2) your advocates start to lapse into neutrality. nobody wants to deliver positive word-of-mouth on a (potentially) bad brand, so often they won't say anything at all about it. if pushed, they'll go with something like, "yeah, i looked around at a bunch of different options, and this is what i ended up with. it's ok."
3) your advocates start to reverse polarity. it's hard to believe this can happen, but it does. when confronted with lots of bad examples from their community on whatever the brand in question is, the former advocate will begin looking for things that aren't yet wrong with the product/service ... but maybe all of a sudden it's not quite as good as he/she thought it would be. and when asked (and sometimes, even when not prompted), the person will say something like, "you know, i got this thing and i really regret my decision."

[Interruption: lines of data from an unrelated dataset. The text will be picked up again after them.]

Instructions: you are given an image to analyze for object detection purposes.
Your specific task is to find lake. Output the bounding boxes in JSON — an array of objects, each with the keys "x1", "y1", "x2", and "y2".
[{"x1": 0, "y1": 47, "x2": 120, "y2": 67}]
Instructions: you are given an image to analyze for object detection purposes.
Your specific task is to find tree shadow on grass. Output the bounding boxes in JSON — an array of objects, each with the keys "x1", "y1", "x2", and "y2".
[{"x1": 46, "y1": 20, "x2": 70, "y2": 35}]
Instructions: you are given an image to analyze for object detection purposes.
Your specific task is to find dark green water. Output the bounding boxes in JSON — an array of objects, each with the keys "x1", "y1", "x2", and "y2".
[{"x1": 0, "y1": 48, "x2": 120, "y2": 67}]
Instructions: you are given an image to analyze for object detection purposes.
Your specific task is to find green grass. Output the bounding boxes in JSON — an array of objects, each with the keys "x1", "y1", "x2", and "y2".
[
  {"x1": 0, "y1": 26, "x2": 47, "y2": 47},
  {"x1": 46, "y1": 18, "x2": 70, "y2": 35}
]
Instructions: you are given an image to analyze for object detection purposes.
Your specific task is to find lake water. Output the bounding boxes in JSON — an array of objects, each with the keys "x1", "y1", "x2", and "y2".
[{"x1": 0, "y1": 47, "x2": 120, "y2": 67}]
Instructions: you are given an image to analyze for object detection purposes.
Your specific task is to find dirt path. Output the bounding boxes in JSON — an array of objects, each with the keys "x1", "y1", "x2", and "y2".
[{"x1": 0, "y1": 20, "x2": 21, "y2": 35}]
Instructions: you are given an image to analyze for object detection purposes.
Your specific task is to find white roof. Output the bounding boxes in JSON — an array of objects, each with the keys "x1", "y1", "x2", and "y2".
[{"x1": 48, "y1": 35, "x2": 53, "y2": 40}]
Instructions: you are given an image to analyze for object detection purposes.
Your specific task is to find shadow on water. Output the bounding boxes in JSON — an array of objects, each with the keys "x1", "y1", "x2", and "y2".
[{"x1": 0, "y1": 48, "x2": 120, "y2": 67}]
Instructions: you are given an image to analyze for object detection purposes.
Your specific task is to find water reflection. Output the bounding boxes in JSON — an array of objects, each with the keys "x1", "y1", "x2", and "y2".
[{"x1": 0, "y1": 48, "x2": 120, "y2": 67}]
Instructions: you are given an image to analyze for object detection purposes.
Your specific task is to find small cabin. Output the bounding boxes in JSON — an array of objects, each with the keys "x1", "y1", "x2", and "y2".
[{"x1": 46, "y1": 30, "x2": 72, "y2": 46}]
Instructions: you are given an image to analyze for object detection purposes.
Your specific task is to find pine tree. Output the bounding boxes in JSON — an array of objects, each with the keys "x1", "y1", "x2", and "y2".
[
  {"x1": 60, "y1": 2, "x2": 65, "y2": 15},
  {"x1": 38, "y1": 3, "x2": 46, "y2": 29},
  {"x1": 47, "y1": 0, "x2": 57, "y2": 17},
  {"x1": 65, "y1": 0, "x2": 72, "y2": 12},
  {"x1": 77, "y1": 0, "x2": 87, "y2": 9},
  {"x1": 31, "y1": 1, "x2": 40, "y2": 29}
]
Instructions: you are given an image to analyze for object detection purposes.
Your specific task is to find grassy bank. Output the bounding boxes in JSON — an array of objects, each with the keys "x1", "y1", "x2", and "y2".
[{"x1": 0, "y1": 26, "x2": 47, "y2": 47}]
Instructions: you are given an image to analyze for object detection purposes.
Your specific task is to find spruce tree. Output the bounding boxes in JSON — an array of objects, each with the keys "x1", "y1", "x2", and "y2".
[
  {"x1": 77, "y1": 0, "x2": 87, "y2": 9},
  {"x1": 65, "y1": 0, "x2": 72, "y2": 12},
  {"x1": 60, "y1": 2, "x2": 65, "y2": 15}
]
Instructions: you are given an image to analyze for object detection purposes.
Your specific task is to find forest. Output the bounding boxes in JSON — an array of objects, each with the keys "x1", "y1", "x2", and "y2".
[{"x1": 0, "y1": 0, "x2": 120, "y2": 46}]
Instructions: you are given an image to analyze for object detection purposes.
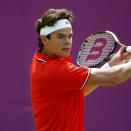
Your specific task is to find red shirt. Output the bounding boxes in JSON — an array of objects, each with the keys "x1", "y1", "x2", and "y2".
[{"x1": 31, "y1": 50, "x2": 90, "y2": 131}]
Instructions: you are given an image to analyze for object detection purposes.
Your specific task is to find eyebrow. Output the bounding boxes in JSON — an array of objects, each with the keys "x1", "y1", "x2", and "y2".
[{"x1": 57, "y1": 32, "x2": 73, "y2": 36}]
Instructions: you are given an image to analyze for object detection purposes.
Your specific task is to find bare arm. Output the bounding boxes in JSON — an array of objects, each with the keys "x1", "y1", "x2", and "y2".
[
  {"x1": 84, "y1": 45, "x2": 131, "y2": 96},
  {"x1": 87, "y1": 61, "x2": 131, "y2": 87}
]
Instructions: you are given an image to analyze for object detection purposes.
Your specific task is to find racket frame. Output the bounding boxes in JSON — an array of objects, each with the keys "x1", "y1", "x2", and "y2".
[{"x1": 76, "y1": 31, "x2": 119, "y2": 68}]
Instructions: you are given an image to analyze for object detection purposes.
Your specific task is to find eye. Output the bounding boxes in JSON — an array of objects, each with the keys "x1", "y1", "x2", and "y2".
[{"x1": 69, "y1": 34, "x2": 72, "y2": 39}]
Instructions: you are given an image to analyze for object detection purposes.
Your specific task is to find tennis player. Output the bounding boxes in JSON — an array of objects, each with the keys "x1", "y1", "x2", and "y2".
[{"x1": 30, "y1": 9, "x2": 131, "y2": 131}]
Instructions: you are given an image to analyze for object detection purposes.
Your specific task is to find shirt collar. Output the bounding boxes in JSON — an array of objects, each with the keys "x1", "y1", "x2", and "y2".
[{"x1": 36, "y1": 49, "x2": 72, "y2": 63}]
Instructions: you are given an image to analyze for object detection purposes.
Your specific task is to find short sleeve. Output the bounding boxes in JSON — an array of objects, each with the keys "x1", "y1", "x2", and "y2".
[{"x1": 55, "y1": 62, "x2": 91, "y2": 90}]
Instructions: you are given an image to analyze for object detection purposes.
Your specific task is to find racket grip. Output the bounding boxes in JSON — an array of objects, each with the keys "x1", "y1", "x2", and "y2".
[{"x1": 126, "y1": 46, "x2": 131, "y2": 52}]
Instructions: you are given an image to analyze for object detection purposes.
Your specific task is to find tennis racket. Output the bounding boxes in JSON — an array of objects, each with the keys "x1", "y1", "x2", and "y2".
[{"x1": 77, "y1": 31, "x2": 131, "y2": 67}]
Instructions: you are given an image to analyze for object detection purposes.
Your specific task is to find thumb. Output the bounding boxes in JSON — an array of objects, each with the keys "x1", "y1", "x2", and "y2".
[{"x1": 118, "y1": 45, "x2": 126, "y2": 54}]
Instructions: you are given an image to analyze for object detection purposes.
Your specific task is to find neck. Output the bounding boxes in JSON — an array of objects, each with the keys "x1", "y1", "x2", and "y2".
[{"x1": 41, "y1": 48, "x2": 61, "y2": 59}]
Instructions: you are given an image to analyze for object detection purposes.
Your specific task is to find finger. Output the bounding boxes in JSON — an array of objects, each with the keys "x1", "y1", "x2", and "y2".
[{"x1": 118, "y1": 45, "x2": 126, "y2": 54}]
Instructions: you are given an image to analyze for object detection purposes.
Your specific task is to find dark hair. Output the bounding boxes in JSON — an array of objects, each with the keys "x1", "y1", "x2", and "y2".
[{"x1": 36, "y1": 9, "x2": 73, "y2": 49}]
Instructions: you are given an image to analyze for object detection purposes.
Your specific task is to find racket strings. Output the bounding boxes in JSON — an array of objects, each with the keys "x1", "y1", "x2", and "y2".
[{"x1": 79, "y1": 33, "x2": 115, "y2": 67}]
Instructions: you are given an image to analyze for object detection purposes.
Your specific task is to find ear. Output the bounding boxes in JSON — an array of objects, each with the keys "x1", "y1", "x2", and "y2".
[{"x1": 40, "y1": 35, "x2": 46, "y2": 45}]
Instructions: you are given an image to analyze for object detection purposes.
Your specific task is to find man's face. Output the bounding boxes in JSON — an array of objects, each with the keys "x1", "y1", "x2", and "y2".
[{"x1": 44, "y1": 28, "x2": 72, "y2": 58}]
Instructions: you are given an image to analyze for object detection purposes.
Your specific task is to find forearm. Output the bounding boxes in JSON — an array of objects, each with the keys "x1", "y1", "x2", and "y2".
[
  {"x1": 83, "y1": 86, "x2": 98, "y2": 96},
  {"x1": 87, "y1": 62, "x2": 131, "y2": 87}
]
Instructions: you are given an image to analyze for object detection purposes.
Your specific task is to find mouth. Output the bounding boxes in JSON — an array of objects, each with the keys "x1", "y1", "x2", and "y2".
[{"x1": 62, "y1": 47, "x2": 71, "y2": 52}]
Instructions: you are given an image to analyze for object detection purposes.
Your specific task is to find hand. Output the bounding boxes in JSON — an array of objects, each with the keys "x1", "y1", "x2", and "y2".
[{"x1": 108, "y1": 45, "x2": 131, "y2": 67}]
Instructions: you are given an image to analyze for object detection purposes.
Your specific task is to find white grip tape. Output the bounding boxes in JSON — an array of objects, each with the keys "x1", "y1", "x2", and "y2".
[
  {"x1": 126, "y1": 46, "x2": 131, "y2": 52},
  {"x1": 100, "y1": 63, "x2": 110, "y2": 69}
]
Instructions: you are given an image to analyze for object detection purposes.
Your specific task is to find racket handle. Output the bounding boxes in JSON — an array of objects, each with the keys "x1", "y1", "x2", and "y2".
[{"x1": 126, "y1": 46, "x2": 131, "y2": 52}]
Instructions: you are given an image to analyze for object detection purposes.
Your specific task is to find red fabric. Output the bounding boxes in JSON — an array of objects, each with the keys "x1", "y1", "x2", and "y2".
[{"x1": 31, "y1": 51, "x2": 88, "y2": 131}]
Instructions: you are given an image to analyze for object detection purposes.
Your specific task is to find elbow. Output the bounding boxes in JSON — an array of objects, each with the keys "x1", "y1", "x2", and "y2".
[{"x1": 111, "y1": 73, "x2": 123, "y2": 86}]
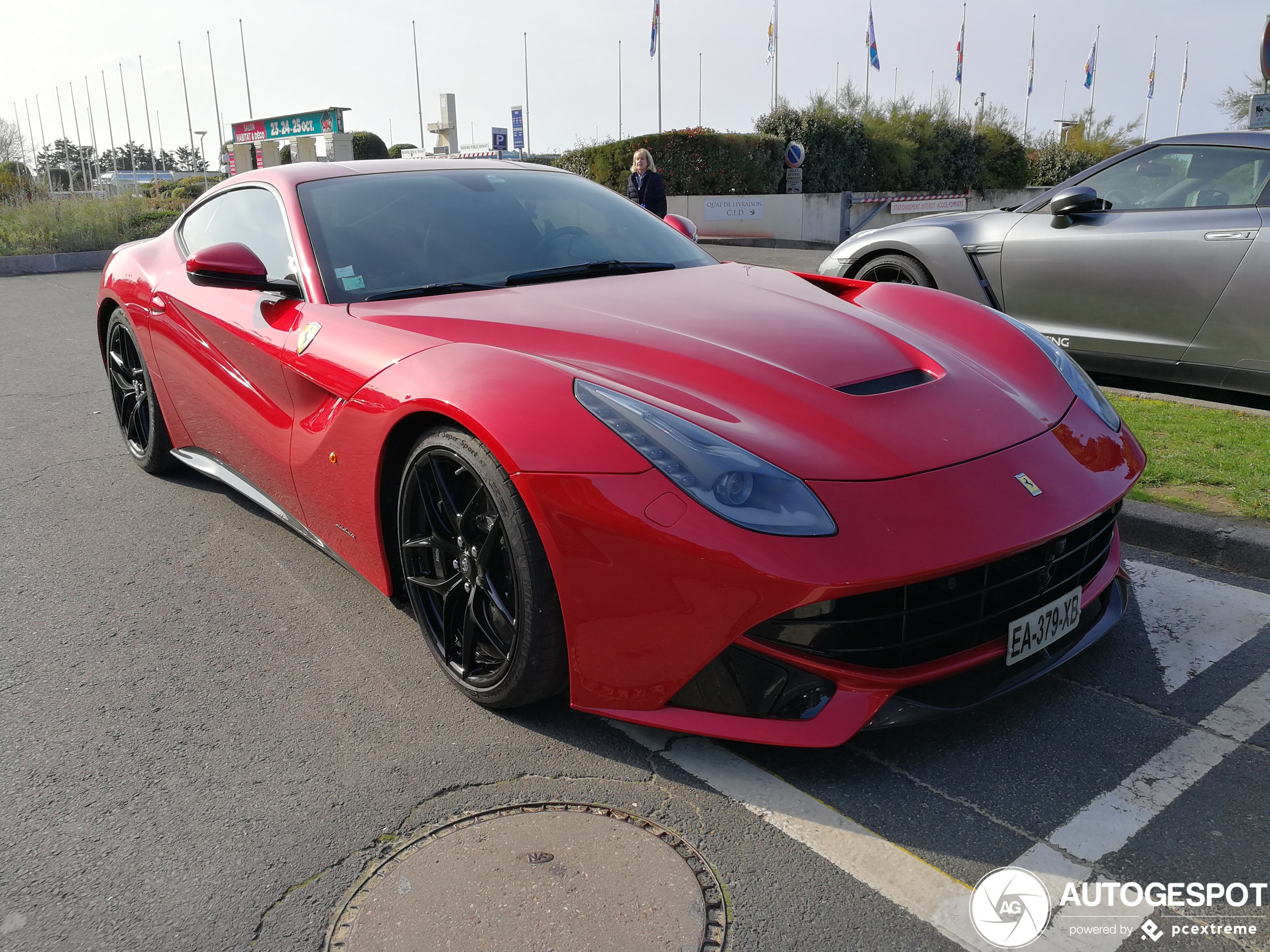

these conversations between friends matter more than any other element of the marketing mix. don't believe me? read andy sernovitz. read chris brogan and julien smith's "trust agents." think about times (and be honest) when your mind about something got changed, not because of something that actually happened to you but because of something somebody else said about what happened to them.
net net: don't set your advocates up to fail by delivering great experiences to a select few while you treat the rest of your target poorly. otherwise, when the advocates come calling, they'll find the shades drawn, and nobody home.